By repealing three major tax provisions of the Affordable Care Act (ACA), the new health extenders agreement between Congress and the Trump Administration takes a significant step backward. At a moment when policymakers should focus on reducing health costs and raising revenues to expand health coverage, this legislation repeals an important cost-reducing measure and sacrifices hundreds of billions of dollars in revenue. In addition, the agreement provides two years of additional Medicaid funding for Puerto Rico and the other territories, short of the four years of funding that lawmakers had previously agreed to on a bipartisan basis.

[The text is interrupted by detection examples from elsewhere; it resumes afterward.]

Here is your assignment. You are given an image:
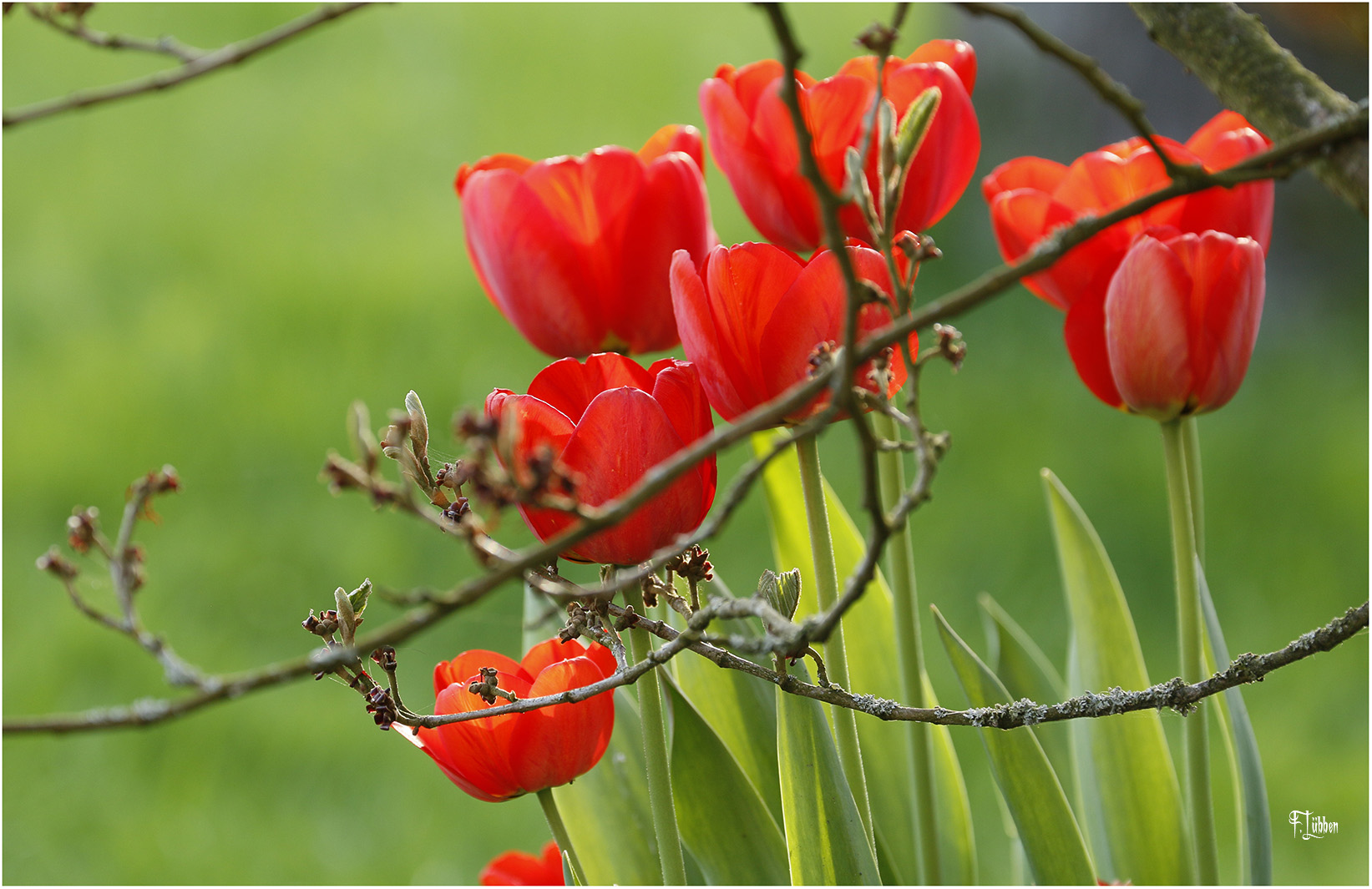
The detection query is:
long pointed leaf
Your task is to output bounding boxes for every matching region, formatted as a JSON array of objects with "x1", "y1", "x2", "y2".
[
  {"x1": 777, "y1": 664, "x2": 881, "y2": 886},
  {"x1": 933, "y1": 608, "x2": 1096, "y2": 885},
  {"x1": 977, "y1": 593, "x2": 1076, "y2": 800},
  {"x1": 524, "y1": 584, "x2": 663, "y2": 886},
  {"x1": 922, "y1": 675, "x2": 977, "y2": 886},
  {"x1": 753, "y1": 433, "x2": 975, "y2": 883},
  {"x1": 1043, "y1": 469, "x2": 1195, "y2": 883},
  {"x1": 666, "y1": 680, "x2": 790, "y2": 886},
  {"x1": 1197, "y1": 563, "x2": 1272, "y2": 886}
]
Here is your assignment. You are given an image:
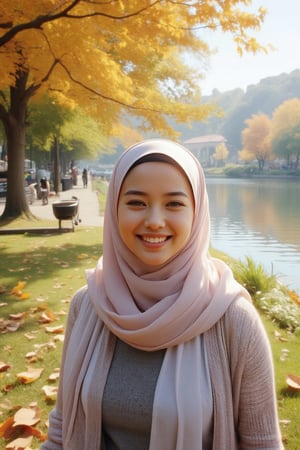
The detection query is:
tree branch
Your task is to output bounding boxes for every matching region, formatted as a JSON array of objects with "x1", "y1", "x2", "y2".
[
  {"x1": 0, "y1": 0, "x2": 81, "y2": 47},
  {"x1": 0, "y1": 0, "x2": 162, "y2": 47}
]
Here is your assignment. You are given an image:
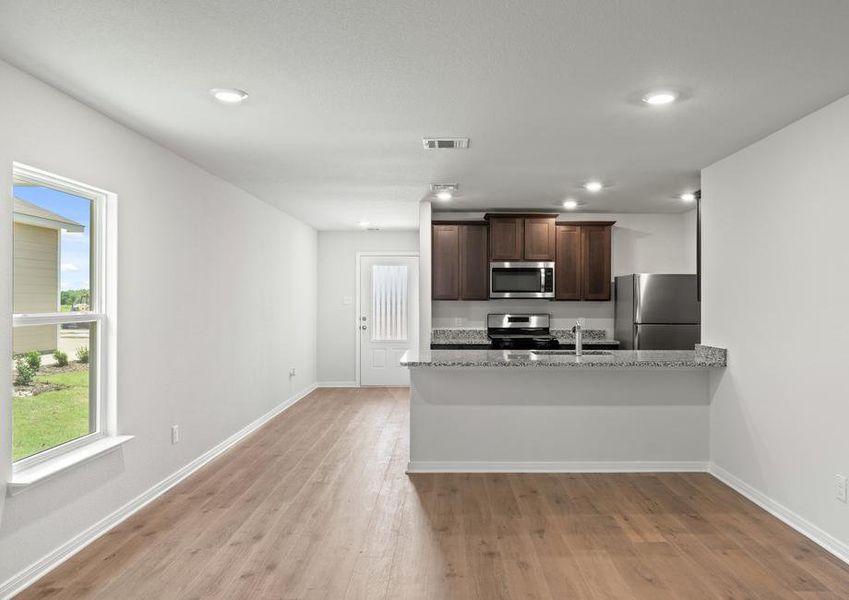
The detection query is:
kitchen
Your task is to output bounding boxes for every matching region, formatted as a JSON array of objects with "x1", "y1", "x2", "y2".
[
  {"x1": 0, "y1": 0, "x2": 849, "y2": 600},
  {"x1": 402, "y1": 206, "x2": 726, "y2": 472}
]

“The new health extenders agreement between Congress and the Trump Administration takes a significant step backward.”The agreement repeals the excise tax on high-cost health plans (the “Cadillac tax”), which was one of the ACA’s major cost-control elements. That tax would have significantly reduced national health spending, according to the Congressional Budget Office. There are some legitimate concerns about the tax as it was designed, but policymakers could have addressed them through a series of reforms (such as those the Obama Administration proposed) at far less cost than full repeal. Alternatively, policymakers could have replaced the Cadillac tax with a comparable measure to help contain health care costs, such as a well-designed cap on the tax exclusion for employer-based health coverage.

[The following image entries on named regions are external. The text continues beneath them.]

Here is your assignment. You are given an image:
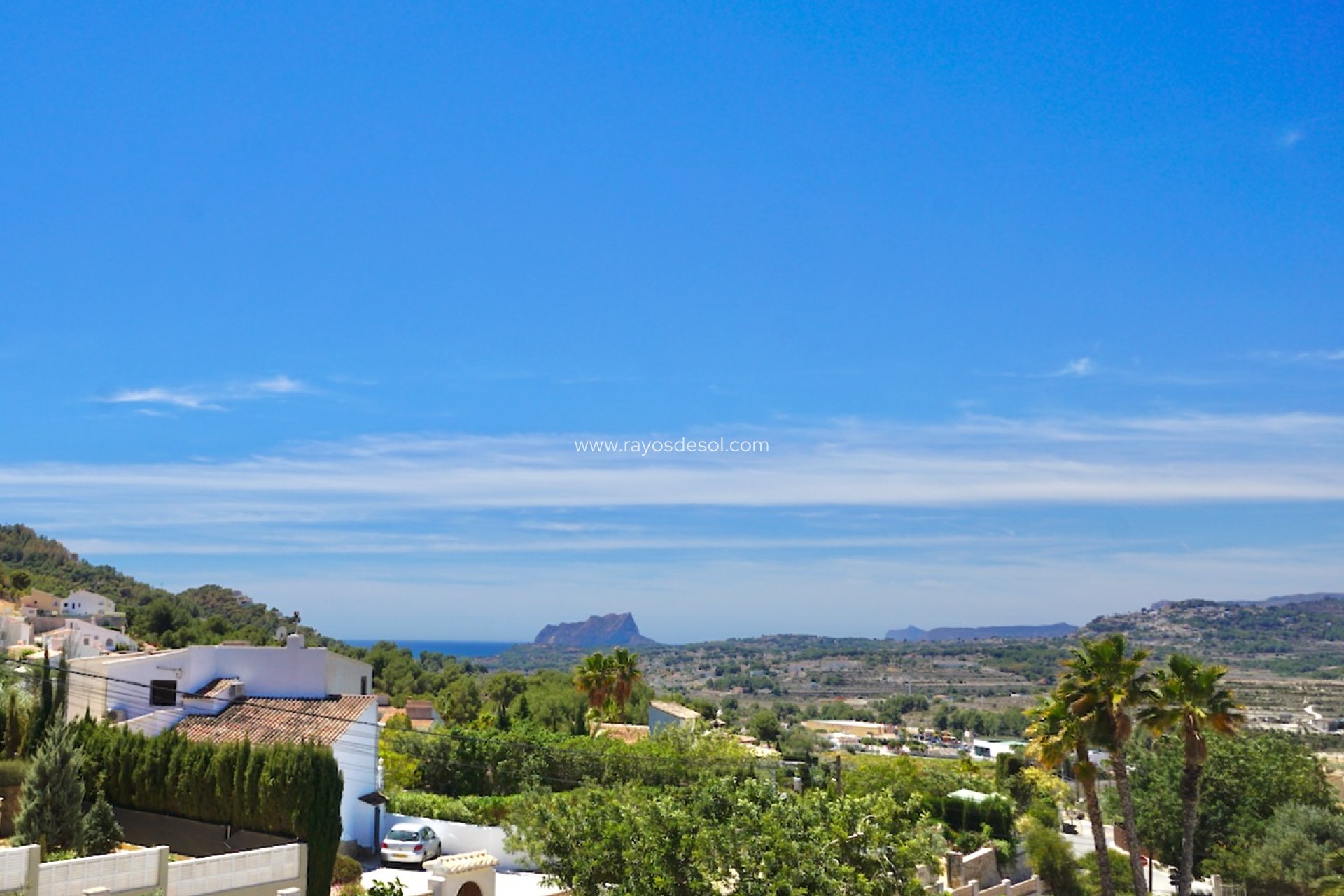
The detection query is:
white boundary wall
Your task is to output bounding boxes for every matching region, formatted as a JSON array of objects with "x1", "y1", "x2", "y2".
[
  {"x1": 0, "y1": 844, "x2": 308, "y2": 896},
  {"x1": 164, "y1": 844, "x2": 308, "y2": 896}
]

Altogether, repealing the Cadillac tax, the fee on health insurance providers (the “health insurance tax”), and the 2.3 percent excise tax on medical devices will reduce revenues by nearly $400 billion over the next ten years — and far more in later decades — without offsetting the cost. With the economy strong, policymakers should be using budget resources to make productive investments, narrow poverty and inequality, or moderate projected growth in debt relative to the economy. The new agreement, in contrast, swells future deficits and debt without making productive improvements in return.
On a positive note, the package avoids the Medicaid funding cliff that Puerto Rico and other territories would otherwise face early next year. But the package falls significantly short of the bipartisan and bicameral agreements reached in recent months on Capitol Hill to improve Medicaid funding in Puerto Rico and the other territories. Several months ago, the House Energy and Commerce Committee approved, on a bipartisan basis, a proposal that would strengthen Medicaid funding in the territories to a greater degree and for a longer period (four years). Senate Finance Committee Chair Chuck Grassley and Ranking Member Ron Wyden recently issued a similar bipartisan proposal.
Puerto Rico and the territories need stable funding over as long a period as possible to bolster their Medicaid programs, which currently lack sufficient funding to provide Medicaid coverage comparable to the coverage provided on the mainland. Of concern, with another funding cliff looming in two years under the new agreement, Puerto Rico may continue to lack the certainty it needs to commit to long-term increases of its very low payment rates to health care providers to stem their alarming exodus to the mainland, to provide coverage for such key health treatments as drugs to treat Hepatitis C, and to cover more poor, uninsured residents.